Two women, who are mothers and have been sleeping in the tent with no walls since the night before the 30th of June ‘deadline’ set by anti-immigrant groups for African immigrants to leave, told Elitsha that they had to leave their homes for fear of being attacked.

Unsure they would make it to their countries of origin, they chose to remain anonymous. “I came to South Africa from Zimbabwe in 2020 looking for greener pastures but now I have to go back because of the xenophobic attacks. I was working as a live-in maid and it was my decision to leave and not my employer’s. Even if I insisted on staying, my employer was going to be in trouble with the law. I was paid R9,500 a month,” she said.

Another woman, who worked as a farmworker on an orange and naartjie farm, said that she has not been sleeping since Sunday as her child cries the whole night. “We got paid by the number of bags one filled a day. You get paid R3.00 a bag and based on that I was paid R250 a day,” she said.

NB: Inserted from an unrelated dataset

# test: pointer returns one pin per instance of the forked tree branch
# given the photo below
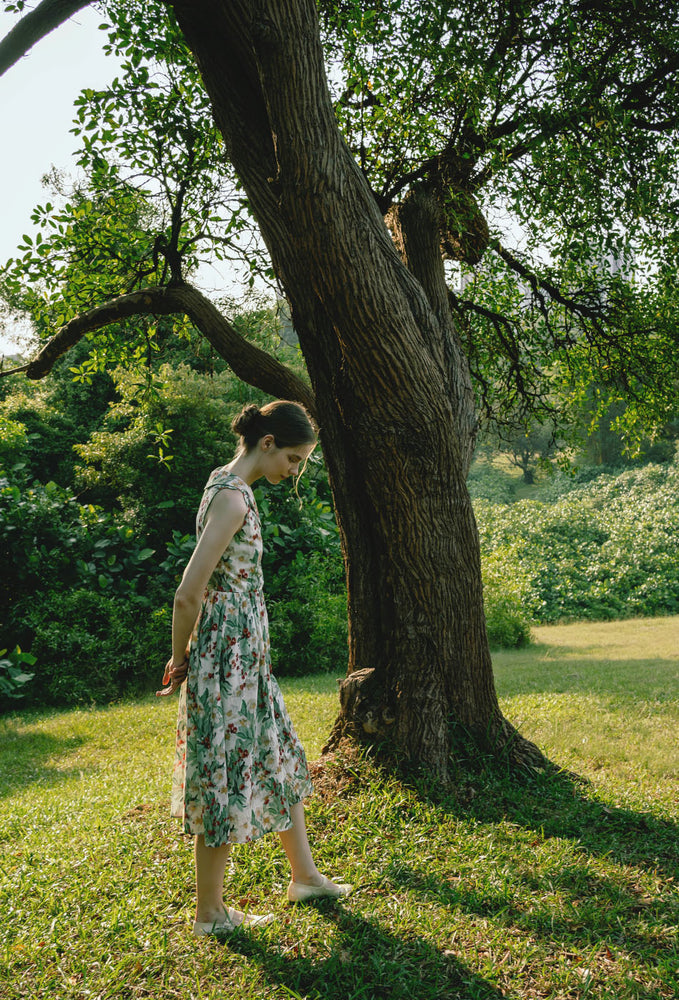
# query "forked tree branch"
(248, 362)
(47, 16)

A mother and child sorting damp clothes outside the Home Affairs Repatriation Centre in Cape Town on Tuesday.

According to Ncube, there are seven buses that are supposed to leave for Musina on Friday. The Zimbabwean consulate has been given until Friday to find alternative accommodation for those who are still to be processed. “What we are told is that there is lack of co-ordination at the Beit Bridge border as people are turned back to be processed in Musina again,” he said.